The tools of the last 50 years that have built synthetic biology are poised to disrupt any number of industries: fragrances, dyes, fabrics, and even fuels that have their own complicated, long histories. Physical ownership of organisms and natural resources is no longer necessary for the production of commodities. The cellular information encoded in DNA can travel separately, estranged from its biological origins. Biology is transcending national boundaries and peoples. This new freedom requires some deep consideration. Synthetic biology ushers in a world in which we need new regulations surrounding genetic ownership beyond the Nagoya Protocol. It compels us to find new ways to share the economic benefits of biological resources — new ways that acknowledge their cultural importance and lineage — their status as something greater than commodities. This is not only a message of fairness. It is essential for understanding the meaning of the objects that surround us.

Zooming In

Sitting at my bench in Ginkgo Bioworks’ labs in Boston, I wonder about my role in this new, porous, biological world. My relationship with Ginkgo is uncomplicated: I provide my own experience and labor as a yeast geneticist and synthetic biologist and help Ginkgo grow. For this work, I am compensated and awarded equity in the company. Our fortunes are yoked — Ginkgo’s success is mine as well. This gives me a double stake in these plates and flasks that litter my bench.
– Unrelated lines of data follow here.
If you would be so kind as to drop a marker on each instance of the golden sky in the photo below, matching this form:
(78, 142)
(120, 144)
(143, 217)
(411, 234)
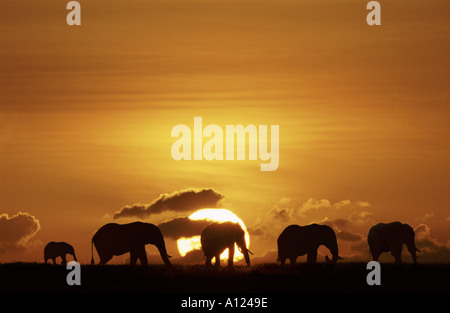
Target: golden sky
(86, 114)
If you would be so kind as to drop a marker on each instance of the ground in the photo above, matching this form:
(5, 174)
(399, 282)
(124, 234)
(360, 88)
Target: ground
(258, 279)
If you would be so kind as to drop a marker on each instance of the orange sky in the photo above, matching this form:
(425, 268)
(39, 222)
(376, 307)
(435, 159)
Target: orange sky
(86, 115)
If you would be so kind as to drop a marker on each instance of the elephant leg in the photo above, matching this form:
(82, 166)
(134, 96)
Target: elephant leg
(217, 257)
(104, 258)
(142, 256)
(231, 255)
(133, 257)
(311, 257)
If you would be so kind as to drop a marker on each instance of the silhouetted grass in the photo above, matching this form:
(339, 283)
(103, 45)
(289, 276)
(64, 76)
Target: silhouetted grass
(263, 278)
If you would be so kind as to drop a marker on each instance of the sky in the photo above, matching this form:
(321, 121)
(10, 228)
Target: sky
(86, 114)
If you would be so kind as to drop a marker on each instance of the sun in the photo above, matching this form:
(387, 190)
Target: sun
(214, 215)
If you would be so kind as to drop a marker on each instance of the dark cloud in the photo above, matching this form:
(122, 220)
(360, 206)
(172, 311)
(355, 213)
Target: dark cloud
(17, 230)
(182, 227)
(178, 201)
(431, 249)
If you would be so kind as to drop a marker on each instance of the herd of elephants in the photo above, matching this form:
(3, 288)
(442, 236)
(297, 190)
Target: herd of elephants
(117, 239)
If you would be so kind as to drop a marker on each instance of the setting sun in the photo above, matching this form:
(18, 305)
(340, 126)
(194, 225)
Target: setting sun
(214, 215)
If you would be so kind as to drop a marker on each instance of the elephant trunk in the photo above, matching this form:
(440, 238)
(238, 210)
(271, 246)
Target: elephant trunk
(165, 257)
(245, 252)
(334, 252)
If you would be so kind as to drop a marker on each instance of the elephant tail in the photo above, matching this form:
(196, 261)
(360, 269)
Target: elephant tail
(92, 252)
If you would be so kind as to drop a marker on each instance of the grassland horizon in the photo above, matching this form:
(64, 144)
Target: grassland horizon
(259, 279)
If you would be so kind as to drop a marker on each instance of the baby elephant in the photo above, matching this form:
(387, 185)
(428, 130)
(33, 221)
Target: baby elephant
(55, 249)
My colleagues and I work with a menagerie of organisms — bacteria, fungi, even cells scraped and cultivated from animals — isolated from around the world, developed through centuries of careful observation and toil. The projects that come to us arrive from industries all over the globe that have been developed as a result of millennia of human knowledge passed through generations, drawing on eons of biological diversity in the making.

I find this work fascinating. Today, I am manipulating a new strain of yeast. I’m in love with this new strain. It grows at the cadence I expect it to and responds well to all the chemical queues I send its way. But it only does that because of the labor and knowledge developed by generations of unnamed brewers, vintners, and, later, scientists laboring in academic labs and industrial settings. The yeasts you encounter in the wild are never this well-behaved.

I’m keenly aware of the power of the technology in my hands — I am humbled by the new opportunities it presents — but I also know that it could exacerbate the already intolerable disparities in the world if access to it remains a relatively exclusive privilege. Who will have a say in this new frontier of human-driven evolution, and who will benefit from it? Hopefully, the answer will be: all of us.